Pour la couche d'apprêt, Steen utilise un mélange de craie, de blanc de plomb et de terre d'ombre[29]. Pour peindre le bleu du ciel, Steen utilise d'habitude dans ses tableaux un mélange de smalt et de blanc de plomb. Pour ce tableau, il ajoute à son mélange du bleu outremer, un pigment à la teinte plus riche mais plus coûteux[note 5], ce qui peut s'expliquer par le fait que le portrait est une commande d'un client[31]. Le pigment utilisé est cependant de basse qualité[32].

Identité des personnages

L'homme en noir est historiquement identifié à un bourgmestre, c'est-à-dire à un maire, de la ville de Delft[33]. Le terme de « bourgmestre » provient du catalogue de la vente de 1761 (voir la section « Histoire » ci-dessous), mais avait à l'époque un sens plus large que durant les siècles suivants. Cela ne prouve donc pas que l'homme est réellement un bourgmestre[34].

En 1905, Alice Douglas-Pennant, fille du propriétaire de la peinture, écrit à l'actuel bourgmestre de Delft afin d'identifier le supposé bourgmestre du tableau. D'après la réponse de l'archiviste municipal, l'homme pourrait être Geraldo Briell van Welhouck, l'un des bourgmestres en 1655 et habitant sur l'Oude Delft ; la jeune femme serait sa fille Anna Briell van Welhouck. En 1907, l'historien de l'art Cornelis Hofstede de Groot reprend cette information dans son catalogue[35]. Toutefois, en 1976, l'historien de l'art Christopher Brown démontre que l'homme représenté est trop jeune pour être Geraldo Briell van Welhouck[36].

Au XIXe siècle, la notice d'une copie du tableau (copie aujourd'hui perdue) identifie l'homme comme étant un maître des monnaies de Dordrecht nommé De Buck. Toutefois, le portrait ne correspond pas non plus à l'un des membres de la famille Buck ayant occupé cette fonction[37].

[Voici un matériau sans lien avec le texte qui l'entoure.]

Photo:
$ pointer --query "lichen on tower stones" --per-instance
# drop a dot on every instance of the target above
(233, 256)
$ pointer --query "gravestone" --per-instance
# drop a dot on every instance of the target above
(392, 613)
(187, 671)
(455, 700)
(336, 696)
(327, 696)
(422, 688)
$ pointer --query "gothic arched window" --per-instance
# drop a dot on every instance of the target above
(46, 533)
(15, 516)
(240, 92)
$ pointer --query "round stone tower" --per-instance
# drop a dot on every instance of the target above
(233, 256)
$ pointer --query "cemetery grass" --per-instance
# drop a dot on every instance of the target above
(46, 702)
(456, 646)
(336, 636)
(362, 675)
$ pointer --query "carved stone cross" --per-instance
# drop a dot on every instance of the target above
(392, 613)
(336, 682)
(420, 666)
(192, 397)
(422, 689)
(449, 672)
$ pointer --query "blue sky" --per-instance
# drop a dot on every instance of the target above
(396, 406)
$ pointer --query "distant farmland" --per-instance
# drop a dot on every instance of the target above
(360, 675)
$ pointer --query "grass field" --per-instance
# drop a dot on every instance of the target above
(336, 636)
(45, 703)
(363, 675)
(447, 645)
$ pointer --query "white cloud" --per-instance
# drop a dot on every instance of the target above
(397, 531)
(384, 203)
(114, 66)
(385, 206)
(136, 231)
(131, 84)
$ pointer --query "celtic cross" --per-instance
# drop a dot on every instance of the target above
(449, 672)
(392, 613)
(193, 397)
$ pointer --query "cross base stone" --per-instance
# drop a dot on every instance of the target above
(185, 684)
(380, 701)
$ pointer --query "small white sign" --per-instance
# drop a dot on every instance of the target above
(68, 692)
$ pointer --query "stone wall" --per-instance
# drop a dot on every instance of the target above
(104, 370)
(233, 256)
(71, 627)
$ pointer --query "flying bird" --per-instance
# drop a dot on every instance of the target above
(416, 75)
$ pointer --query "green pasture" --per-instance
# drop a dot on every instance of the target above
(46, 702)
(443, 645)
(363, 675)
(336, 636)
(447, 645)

Les historiens néerlandais Frans Grijzenhout et Niek van Sas font l'hypothèse que l'homme en question serait un proche de Jan Steen, en se basant sur l'habitude de Steen de faire figurer des connaissances dans ses peintures[38]. Parmi les proches de Steen à Delft dont on connait le nom aujourd'hui figure Adolf (ou Adolph) Croeser, un marchand de céréales né vers 1612 et vivant sur la rive de l'Oude Delft[39]. Son seul enfant qui ne soit pas mort jeune est sa fille Catharina, née en 1642 et donc âgée de 13 ans en 1655. Sa femme meurt en 1651 ; il se remarie en 1653 mais se sépare de sa seconde femme en 1654. Ainsi, le profil de Croeser correspond au personnage représenté par Jan Steen : un homme de 43 ans, célibataire, père d'une fille de 13 ans, vivant sur le bord de l'Oude Delft et connaissant le peintre[40].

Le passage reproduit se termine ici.